I guess I'm very non-current on this, but I thought you had become a Mac convert, Harry ? An experiment that did not pan out, so you have rejoined the Windows fold ?Besides the native partitioning tools, it sounds like you are also using the Win loader to mediate your boot-up choices. Although I've been using it less and less in recent years, I may be unable to avoid having dual-boot (with eCS being the alternate boot option), on at least one machine. And Win 7 plays FAR LESS WELL with alternate OSes than previous versions of Win. Finding a reliable and robust boot mediator has also been a problem. The Win Boot Loader seems to go bad on me after some point, leaving just one of the choices bootable. The affected partition and its contents are still there, just inert and unusable. This has now happened on two machines of mine. In one case it was Windows that did the vanishing act, in the other eCS. The Air-Boot presently used by eCS is fragile and unreliable. I've been warned off of Acronis OS Selector -- by Kari, I think. What else is there that could fit the bill ? Or will this just continue to be rolling the dice with hand grenades, thanks to Win 7 ?Jordan
From: Harry Binswanger
To: xywrite@xxxxxxxxxxxxx
Sent: Sunday, July 20, 2014 9:29 PM
Subject: RE: La Machine Est Morte, Vive La Machine!
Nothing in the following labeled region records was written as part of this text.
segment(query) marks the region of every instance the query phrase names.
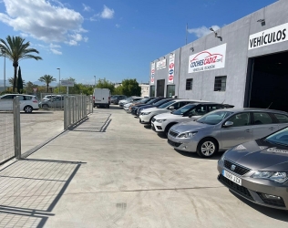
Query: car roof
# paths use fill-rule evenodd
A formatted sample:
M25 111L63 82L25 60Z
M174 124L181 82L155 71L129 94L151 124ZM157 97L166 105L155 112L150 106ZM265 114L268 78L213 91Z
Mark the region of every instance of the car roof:
M288 115L287 112L282 110L274 110L274 109L260 109L260 108L231 108L231 109L225 109L227 111L232 112L242 112L242 111L265 111L265 112L272 112L272 113L283 113Z

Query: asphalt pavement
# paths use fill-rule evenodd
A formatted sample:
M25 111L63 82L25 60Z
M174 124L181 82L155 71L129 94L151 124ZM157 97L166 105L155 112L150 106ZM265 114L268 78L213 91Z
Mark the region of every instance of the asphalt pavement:
M0 171L0 227L287 227L217 181L221 153L176 151L118 106L65 132L60 112L39 115L22 122L31 155Z

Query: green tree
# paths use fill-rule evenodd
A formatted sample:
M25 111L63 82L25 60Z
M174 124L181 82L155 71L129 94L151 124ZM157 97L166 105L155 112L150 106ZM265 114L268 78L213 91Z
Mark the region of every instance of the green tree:
M104 79L98 79L98 83L96 84L96 88L108 88L111 91L111 94L113 94L115 86L112 82L108 81L106 78Z
M19 66L19 70L18 70L17 91L20 94L23 93L23 80L22 80L20 66Z
M122 80L122 93L126 96L141 96L141 88L137 80L124 79Z
M47 93L49 92L49 84L52 81L56 81L56 78L53 78L53 76L50 75L45 75L39 78L39 81L45 82L47 88Z
M17 77L17 67L19 61L26 58L34 58L36 60L40 60L42 57L31 55L31 53L39 52L35 48L29 48L30 43L25 42L25 38L20 36L7 36L6 41L0 38L0 49L3 48L5 52L6 57L13 62L14 67L14 82L13 82L13 91L16 87L16 77Z

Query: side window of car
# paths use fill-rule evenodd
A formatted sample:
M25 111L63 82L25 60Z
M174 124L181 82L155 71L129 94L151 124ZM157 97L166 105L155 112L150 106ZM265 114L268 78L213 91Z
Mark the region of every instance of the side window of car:
M231 117L228 121L233 122L232 127L247 126L251 122L251 114L249 112L238 113Z
M253 112L253 124L271 124L273 123L272 118L266 112Z
M273 114L280 123L288 123L288 117L283 114Z

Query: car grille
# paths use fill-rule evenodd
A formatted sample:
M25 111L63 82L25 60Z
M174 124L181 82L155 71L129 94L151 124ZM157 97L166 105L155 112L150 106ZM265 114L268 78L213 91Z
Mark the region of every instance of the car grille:
M285 202L283 202L283 199L280 200L273 200L273 199L267 199L265 198L262 193L257 192L259 197L267 204L273 205L273 206L277 206L277 207L285 207Z
M218 181L244 198L254 201L247 188L234 183L221 174L218 176Z
M178 136L178 132L176 132L176 131L174 131L174 130L170 130L169 131L169 134L170 134L170 136L175 137L175 138L176 138L176 136Z
M179 147L180 145L181 145L182 143L180 143L180 142L175 142L175 141L172 141L170 140L167 140L169 144L170 144L172 147Z
M236 168L235 168L234 171L232 171L232 170L231 169L231 165L236 166ZM237 164L237 163L233 163L233 162L231 162L231 161L228 161L228 160L224 160L224 167L227 168L228 170L230 170L230 171L233 171L233 172L239 174L239 175L244 175L244 174L246 174L248 171L251 171L251 170L248 169L248 168L245 168L245 167L243 167L243 166L241 166L241 165L239 165L239 164Z

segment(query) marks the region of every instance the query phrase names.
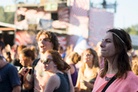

3. I didn't do anything special to make the partitions, so I guess
I'm using the Windows way of doing that, and I have no issues at
all with it. But maybe that's because I don't know of anything
better. Well, there's one really minor annoyance: in the white on
black screen that appears on bootup, both OS's have exactly the
same name; only the position on the list differentiates 32bit Win7
from 64bit Win7 on that screen.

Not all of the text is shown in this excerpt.